Recently, the study of extending the service life of bridges has gained attention. In Japan, periodic inspections of bridges by the close visual inspection method are conducted once every five years. This bridge inspection method needs much cost. Because of the lack of engineers and budget, some local governments couldn’t complete the bridge’s aggressive preventive maintenance in Japan. To solve those problems, studies of automation have been made to reduce the cost of the inspection task which depends on human power.
Deep learning-based damage detection methods are one of the methods to reduce human power. An image processing method could detect damage from a photo image of a bridge.

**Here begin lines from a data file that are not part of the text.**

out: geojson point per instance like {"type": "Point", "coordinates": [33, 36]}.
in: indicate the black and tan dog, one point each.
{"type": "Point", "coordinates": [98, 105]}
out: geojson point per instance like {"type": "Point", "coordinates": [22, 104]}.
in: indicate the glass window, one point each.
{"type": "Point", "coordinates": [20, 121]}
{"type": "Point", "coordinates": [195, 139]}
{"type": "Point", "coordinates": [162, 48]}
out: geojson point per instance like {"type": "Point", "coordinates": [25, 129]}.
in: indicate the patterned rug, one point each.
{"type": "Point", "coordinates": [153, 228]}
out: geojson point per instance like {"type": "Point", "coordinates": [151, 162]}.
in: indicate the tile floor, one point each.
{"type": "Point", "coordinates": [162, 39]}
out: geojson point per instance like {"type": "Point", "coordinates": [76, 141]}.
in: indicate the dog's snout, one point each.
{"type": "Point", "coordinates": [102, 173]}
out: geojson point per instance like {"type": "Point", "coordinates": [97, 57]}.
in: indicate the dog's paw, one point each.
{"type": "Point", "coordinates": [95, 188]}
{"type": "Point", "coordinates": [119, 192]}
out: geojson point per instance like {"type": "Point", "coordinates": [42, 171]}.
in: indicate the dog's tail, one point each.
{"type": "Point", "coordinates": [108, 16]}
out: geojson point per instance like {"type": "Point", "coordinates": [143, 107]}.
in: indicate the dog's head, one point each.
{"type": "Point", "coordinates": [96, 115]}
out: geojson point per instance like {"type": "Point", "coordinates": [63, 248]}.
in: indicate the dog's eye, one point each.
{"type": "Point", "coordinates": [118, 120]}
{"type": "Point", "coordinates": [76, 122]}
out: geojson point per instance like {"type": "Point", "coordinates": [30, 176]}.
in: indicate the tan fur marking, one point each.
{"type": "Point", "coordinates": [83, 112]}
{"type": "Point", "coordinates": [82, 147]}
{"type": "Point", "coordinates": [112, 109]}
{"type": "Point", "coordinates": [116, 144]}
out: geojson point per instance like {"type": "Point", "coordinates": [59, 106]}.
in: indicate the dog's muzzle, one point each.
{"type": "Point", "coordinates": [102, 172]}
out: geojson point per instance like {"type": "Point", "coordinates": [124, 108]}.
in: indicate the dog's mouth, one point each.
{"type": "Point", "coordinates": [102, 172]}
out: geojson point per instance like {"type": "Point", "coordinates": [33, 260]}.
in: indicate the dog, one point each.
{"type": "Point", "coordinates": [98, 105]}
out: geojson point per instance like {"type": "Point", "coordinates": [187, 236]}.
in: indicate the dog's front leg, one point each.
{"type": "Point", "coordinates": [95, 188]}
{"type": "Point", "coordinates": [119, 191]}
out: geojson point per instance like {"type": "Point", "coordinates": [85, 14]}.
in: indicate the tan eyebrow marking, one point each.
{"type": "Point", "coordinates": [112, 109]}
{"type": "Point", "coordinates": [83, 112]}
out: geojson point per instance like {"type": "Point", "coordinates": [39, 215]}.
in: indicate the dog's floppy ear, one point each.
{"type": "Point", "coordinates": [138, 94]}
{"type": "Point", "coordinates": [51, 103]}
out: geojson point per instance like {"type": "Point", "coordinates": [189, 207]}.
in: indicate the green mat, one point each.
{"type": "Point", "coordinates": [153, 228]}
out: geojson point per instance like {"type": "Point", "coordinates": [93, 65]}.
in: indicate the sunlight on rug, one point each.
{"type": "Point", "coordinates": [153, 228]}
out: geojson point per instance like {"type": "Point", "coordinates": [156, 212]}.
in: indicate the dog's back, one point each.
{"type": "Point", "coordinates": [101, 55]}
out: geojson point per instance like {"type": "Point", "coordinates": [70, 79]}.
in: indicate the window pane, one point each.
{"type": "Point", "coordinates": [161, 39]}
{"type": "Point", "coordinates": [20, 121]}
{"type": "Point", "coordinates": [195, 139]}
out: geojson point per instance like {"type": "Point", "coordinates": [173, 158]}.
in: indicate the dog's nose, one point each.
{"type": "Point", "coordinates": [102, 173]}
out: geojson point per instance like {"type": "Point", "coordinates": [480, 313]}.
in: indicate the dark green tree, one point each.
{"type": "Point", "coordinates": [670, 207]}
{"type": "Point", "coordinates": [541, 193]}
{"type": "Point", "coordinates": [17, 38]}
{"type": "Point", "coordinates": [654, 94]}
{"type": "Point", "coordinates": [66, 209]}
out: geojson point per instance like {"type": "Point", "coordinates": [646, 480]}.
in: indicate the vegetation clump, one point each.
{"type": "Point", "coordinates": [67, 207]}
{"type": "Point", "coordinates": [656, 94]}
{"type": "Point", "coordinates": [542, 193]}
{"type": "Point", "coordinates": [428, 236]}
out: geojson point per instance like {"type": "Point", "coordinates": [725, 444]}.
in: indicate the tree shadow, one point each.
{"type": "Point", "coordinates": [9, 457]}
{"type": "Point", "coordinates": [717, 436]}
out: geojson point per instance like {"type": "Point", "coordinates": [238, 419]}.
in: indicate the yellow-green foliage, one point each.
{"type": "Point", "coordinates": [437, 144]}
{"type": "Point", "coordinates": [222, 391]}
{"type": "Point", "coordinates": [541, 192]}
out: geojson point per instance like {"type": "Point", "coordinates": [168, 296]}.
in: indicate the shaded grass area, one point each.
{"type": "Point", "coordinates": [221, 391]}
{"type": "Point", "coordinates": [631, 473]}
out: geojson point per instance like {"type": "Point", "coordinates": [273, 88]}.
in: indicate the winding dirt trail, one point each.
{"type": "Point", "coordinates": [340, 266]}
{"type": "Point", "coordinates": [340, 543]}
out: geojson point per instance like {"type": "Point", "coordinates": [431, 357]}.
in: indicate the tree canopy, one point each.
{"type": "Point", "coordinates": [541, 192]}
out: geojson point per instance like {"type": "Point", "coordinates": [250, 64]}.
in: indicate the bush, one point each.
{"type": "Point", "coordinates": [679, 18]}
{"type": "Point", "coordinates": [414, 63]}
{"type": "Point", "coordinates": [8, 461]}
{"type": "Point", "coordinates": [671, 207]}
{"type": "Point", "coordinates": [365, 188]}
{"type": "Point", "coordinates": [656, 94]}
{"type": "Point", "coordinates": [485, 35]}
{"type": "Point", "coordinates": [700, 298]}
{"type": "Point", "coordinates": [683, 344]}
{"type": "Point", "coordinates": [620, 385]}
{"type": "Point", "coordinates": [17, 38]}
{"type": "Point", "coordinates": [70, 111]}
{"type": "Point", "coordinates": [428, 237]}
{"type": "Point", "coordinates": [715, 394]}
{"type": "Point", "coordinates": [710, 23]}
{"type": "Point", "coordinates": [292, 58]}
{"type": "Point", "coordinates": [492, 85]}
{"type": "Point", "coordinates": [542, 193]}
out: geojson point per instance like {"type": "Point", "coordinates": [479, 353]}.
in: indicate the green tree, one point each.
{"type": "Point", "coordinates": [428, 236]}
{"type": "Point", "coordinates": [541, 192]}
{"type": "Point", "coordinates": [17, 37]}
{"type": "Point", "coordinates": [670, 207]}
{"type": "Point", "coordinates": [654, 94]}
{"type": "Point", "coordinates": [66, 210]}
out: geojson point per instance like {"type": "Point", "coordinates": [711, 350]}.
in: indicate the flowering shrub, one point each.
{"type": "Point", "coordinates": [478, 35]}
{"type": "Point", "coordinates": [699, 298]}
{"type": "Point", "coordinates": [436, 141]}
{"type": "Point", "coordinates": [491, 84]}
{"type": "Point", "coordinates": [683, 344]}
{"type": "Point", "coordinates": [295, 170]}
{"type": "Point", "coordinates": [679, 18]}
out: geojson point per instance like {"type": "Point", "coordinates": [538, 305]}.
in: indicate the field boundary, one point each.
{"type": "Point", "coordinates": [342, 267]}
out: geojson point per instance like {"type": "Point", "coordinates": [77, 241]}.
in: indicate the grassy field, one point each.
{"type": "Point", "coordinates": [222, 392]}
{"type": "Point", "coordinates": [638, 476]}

We focus on the state-of-the-art technology for semantic segmentation method which uses the Transformer model. This kind of method has high accuracy to detect the target from an input image. On the other hand, there is not enough discussion about the effectiveness of the size of an image for this new method. In many cases, the size of an input image is different from the assumption of the input layer of a detection model. It is necessary for preprocessing: rescale, cut out, split, and so on. Such preprocessing changes the information of an input image but there is not enough discussion about its effectiveness when using the Transformer model-based method.
In this study, we set the task of detecting the peeling and the rebar exposure on the surface image of a bridge as an evaluation. We prepared three image datasets generated from one image dataset for training detection models. Each dataset has split images generated by different split sizes. We evaluate three detection models by a suitable preprocessed input dataset for each model and compared the results.